XX
Mary had lavished the entire of her first day’s wages on delicate foods wherewith to tempt her mother’s languid appetite, and when the morning dawned she arose silently, lit the fire, wet the tea, and spread her purchases out on the side of the bed. There was a slice of brawn, two pork sausages, two eggs, three rashers of bacon, a bun, a pennyworth of sweets, and a pig’s foot. These with bread and butter and tea made a collection amid which an invalid might browse with some satisfaction. Mary then awakened her, and sat by in a dream of happiness watching her mother’s eye roll slowly and unbelievingly from item to item. Mrs. Makebelieve tipped each article with her first finger and put its right name on it unerringly.
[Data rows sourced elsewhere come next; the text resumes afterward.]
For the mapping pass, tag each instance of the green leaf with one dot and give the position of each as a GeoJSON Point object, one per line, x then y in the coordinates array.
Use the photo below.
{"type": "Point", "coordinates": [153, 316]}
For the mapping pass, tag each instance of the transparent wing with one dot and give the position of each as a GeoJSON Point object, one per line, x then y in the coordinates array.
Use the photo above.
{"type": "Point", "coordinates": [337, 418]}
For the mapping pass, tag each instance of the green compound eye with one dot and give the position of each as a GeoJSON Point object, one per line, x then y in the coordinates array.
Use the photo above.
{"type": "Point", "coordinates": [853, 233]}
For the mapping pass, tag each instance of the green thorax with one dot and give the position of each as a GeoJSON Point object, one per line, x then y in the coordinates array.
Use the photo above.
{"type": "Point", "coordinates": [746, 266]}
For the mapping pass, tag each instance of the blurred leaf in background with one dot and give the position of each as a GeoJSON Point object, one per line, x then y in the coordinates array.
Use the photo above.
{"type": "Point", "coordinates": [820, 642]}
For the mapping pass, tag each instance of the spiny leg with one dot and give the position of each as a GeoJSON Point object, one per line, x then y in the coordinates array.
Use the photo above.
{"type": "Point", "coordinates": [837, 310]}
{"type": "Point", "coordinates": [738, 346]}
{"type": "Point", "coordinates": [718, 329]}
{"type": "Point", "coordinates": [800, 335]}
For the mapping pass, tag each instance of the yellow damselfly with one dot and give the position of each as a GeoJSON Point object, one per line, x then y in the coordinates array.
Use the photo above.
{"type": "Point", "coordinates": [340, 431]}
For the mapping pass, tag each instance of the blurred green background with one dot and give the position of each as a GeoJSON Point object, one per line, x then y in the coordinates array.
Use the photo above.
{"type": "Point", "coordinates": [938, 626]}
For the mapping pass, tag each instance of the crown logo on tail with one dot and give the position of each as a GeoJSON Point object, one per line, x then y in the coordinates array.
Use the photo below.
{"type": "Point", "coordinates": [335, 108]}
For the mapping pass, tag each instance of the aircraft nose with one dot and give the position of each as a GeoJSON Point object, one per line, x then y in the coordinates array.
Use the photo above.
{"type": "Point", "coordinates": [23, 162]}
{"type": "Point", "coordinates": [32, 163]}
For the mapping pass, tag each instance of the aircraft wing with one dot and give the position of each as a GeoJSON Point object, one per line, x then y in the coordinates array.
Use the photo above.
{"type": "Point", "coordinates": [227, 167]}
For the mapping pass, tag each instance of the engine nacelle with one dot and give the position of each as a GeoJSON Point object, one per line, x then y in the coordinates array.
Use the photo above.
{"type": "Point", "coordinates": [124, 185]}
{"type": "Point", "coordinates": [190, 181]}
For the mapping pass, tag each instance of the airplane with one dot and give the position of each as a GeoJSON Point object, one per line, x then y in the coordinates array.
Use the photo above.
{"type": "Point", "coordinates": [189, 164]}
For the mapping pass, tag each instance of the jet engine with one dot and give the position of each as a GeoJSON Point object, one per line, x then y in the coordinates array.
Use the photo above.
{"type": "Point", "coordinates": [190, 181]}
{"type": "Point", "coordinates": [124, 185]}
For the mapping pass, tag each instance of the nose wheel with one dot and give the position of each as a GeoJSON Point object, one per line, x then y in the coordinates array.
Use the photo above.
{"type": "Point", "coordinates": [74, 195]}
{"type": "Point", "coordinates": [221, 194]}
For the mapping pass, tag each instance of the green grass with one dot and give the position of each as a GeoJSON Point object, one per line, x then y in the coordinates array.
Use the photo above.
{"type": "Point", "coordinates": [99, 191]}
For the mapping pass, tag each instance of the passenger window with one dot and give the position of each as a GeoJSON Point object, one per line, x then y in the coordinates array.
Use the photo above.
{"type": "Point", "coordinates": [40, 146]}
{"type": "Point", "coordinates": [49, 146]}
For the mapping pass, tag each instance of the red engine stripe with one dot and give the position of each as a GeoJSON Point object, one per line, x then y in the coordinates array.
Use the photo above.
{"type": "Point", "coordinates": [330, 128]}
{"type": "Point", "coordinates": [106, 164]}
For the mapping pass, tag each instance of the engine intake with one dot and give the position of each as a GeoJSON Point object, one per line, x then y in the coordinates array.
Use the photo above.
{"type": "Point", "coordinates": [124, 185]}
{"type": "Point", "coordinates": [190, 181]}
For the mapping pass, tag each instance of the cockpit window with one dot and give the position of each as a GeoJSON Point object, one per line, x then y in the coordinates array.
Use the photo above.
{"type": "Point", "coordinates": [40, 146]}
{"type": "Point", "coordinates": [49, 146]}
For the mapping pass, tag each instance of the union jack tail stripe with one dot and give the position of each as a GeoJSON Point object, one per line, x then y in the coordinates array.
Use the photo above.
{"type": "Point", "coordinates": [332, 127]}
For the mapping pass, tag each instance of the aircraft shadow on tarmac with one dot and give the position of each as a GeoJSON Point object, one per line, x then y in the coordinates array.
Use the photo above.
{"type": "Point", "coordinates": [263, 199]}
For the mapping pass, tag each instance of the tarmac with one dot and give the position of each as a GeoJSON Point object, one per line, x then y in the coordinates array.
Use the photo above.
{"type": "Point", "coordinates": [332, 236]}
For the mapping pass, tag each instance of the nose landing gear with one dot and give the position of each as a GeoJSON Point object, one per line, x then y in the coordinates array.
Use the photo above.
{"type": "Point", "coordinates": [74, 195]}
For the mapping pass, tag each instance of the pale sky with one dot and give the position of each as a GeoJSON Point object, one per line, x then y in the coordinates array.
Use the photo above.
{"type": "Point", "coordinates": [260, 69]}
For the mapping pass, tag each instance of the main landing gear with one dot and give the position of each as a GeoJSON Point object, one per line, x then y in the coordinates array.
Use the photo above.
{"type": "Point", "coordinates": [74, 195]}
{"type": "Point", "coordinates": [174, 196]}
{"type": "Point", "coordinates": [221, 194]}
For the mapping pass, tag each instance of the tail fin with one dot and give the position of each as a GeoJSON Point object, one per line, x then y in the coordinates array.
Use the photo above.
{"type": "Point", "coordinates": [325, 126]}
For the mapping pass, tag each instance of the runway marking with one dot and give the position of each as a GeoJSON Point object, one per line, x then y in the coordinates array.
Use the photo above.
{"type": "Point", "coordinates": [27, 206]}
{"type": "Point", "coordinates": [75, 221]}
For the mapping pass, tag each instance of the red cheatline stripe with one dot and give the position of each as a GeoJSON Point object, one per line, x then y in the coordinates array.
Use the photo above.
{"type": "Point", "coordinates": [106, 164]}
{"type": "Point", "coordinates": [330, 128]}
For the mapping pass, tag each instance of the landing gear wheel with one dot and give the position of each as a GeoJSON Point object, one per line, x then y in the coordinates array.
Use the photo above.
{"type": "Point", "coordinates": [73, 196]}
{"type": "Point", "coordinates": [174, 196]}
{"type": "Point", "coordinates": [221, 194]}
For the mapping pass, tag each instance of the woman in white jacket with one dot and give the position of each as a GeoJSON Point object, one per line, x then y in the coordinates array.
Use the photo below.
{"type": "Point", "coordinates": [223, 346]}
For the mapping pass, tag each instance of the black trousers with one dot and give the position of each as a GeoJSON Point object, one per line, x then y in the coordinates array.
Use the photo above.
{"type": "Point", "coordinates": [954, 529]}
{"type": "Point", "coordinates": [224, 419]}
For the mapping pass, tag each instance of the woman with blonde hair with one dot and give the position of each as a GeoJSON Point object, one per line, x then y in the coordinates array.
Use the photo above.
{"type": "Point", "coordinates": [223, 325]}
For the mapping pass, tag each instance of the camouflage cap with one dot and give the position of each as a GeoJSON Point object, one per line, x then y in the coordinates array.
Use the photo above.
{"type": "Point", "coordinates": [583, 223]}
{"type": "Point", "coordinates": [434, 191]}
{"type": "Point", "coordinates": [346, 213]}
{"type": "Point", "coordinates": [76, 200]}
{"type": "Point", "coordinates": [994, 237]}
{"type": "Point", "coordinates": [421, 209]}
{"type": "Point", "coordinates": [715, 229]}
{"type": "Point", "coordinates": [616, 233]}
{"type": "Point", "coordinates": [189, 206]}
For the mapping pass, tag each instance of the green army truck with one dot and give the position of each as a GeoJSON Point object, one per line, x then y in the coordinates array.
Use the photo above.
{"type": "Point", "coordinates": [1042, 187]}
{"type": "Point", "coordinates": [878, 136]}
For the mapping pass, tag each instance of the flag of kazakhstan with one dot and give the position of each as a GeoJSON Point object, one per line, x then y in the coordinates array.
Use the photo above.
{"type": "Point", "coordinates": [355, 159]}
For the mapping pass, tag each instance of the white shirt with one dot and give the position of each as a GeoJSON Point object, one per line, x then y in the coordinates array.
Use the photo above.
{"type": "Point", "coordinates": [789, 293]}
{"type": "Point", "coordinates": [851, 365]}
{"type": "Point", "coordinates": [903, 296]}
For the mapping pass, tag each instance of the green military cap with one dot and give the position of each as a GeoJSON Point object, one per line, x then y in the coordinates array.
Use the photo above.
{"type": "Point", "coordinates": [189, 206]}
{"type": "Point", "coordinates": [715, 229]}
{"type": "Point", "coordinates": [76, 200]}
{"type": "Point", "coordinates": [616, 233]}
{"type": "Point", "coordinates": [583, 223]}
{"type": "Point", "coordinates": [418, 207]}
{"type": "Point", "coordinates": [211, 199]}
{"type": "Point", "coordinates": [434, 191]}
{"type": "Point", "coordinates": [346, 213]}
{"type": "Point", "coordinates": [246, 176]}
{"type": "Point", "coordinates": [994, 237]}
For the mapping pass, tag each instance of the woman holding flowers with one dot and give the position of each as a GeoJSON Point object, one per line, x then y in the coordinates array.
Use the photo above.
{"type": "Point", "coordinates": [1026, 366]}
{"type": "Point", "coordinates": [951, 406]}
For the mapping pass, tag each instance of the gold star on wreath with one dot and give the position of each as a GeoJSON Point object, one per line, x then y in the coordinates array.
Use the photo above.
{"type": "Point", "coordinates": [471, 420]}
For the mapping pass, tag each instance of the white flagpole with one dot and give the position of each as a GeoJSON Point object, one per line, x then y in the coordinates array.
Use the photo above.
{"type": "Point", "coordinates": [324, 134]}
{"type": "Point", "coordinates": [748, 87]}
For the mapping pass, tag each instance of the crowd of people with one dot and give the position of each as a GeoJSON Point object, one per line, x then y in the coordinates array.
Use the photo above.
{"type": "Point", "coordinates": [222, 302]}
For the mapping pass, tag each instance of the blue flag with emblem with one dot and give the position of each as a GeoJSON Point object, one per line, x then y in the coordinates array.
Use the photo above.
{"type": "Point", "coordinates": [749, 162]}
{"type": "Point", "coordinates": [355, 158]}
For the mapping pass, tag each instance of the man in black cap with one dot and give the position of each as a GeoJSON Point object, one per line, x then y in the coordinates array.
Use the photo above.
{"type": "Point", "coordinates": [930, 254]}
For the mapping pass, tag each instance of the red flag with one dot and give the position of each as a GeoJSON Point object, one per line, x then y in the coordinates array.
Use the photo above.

Then she picked out an important-looking sweet that had four colours and shone like the sun, and put it in her mouth.
“I never saw anything like it, you good child you,” said she.
Mary rocked herself to and fro and laughed loudly for delight, and then they ate a bit of everything, and were very happy.
Mrs. Makebelieve said that she felt altogether better that morning. She had slept like a top all through the night, and, moreover, had a dream wherein she saw her brother Patrick standing on the remotest sea point of distant America, from whence he had shouted loudly across the ocean that he was coming back to Ireland soon, that he had succeeded very well indeed, and that he was not married. He had not changed in the slightest degree, said Mrs. Makebelieve, and he looked as young and as jolly as when he was at home with her father and herself in the County Meath twenty-two years before. This mollifying dream and the easy sleep which followed it had completely restored her health and spirits. Mrs. Makebelieve further intimated that she intended to go to work that day. It did not fit in with her ideas of propriety that her child should turn into a charwoman, the more particularly as there was a strong—an almost certain—possibility of an early betterment of her own and her daughter’s fortunes.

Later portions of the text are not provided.